14 SEMANTICS – SCI(ence) + T(hat) + NAMES (identifies), all reversed.
16 PETRUSHKA – PEA (Princess’s annoyance) around T(ime) + RUSH (hasten) + K(ing). PEA is referring to the Hans Christian Andersen fairy tale The Princess and the Pea. The ballet is by Stravinksy.
17 WATER-SKI – cryptic definition.
18 DISUSED – DIED (went west) around S(outh) + US (America).
20 COLLEEN – COLLEGE (school), minus the G for Good, + N(ame).
22 SMEAR – hidden in “gets me arrested”.
24 FUNGI – GI (glycaemic index) underneath FUN (what’s enjoyable).
25 MAXI – IX (nine) + AM (in the morning), all reversed.

12 comments on “Saturday Times 25729 (8th March)”

  1. It has always seems strange to me that a princess can be identified by how sensitive her bottom is.
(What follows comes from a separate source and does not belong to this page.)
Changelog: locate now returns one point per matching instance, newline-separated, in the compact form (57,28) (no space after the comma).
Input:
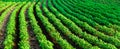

I strongly suspect that most of the current British crop of princesses would struggle to pass this test..
  2. Unlike Jerry, I didn’t spend much time musing on princesses bottoms but solved this puzzle in 13:35. I think 28a was my last one in too.
  3. 48 minutes, last one in NEPHEW. I couldn’t parse the hidden at 22 (no surprise there), wondering if the setter was really using SAR in the sense Special Administrative Region, such as we have here in Hong Kong, for ‘part’. Now I need wonder no longer…
  4. Misspelling it as LATTREC, and settling for the unparsable, and probably invented deforresitation, slowed me down considerably.
  5. 29′, just under the wire; rare for me for a Saturday. 1ac was a lovely clue, but the enumeration pretty much gave it away. The poor man must have had to adjust his easel. I didn’t get 3d and 4d until after solving, and I got PETRUSHKA by associating ‘annoyance’ and PET without thinking; whatever works, I suppose. I was under the impression that ‘ersatz’ means ‘substitute’ rather than ‘fake’, and that indeed the word was popularized (if that’s the word) during the war. Of course, to substitute acorns for coffee is to make fake coffee.
    1. You’re right – it does mean “substitute; replacement” (I’ve just checked my Collins German-English Dictionary which is to hand next to Chambers and all the others). Corrected.

  6. 45 minutes of steady solving. Not bad for me for a Saturday. I never managed to fathom how 14dn worked. Nice to know that Irving Berlin is not forgotten.
  7. I found this comparatively straightforward with only the rather silly cryptic definition causing me to wince. didn’t know the ballet but easily derived from the clue.

    A bit surprised that 28A caused problems. The structure FICTION about A to end a long word meaning “to become something” with ….FICATION is hardly new

  8. 15 mins for this one and I’d have been quicker if I’d seen 1ac as quickly as quickly as some of you did. I don’t think I bothered to parse PETRUSHKA. SEMANTICS was my LOI after DEMURRAL. I thought the clue for 28ac was excellent.
    1. Cryptic definition… not my favourite type of clue.

      PLANE as a verb = “(of a boat) to skim across the surface of the water” in Chambers.

      So when you water-ski (verb), you plane along on water-skis (noun) being towed by a boat – the tower.

      Rob.

      Top half easy, 6 mins, heading for PB. Bottom half quite hard, took almost 40 mins all up. But happily all correct, including the unknown Petrushka, from the unknown (or long forgotten) Princess and pea. It just sounded like a Russian name that might be a ballet.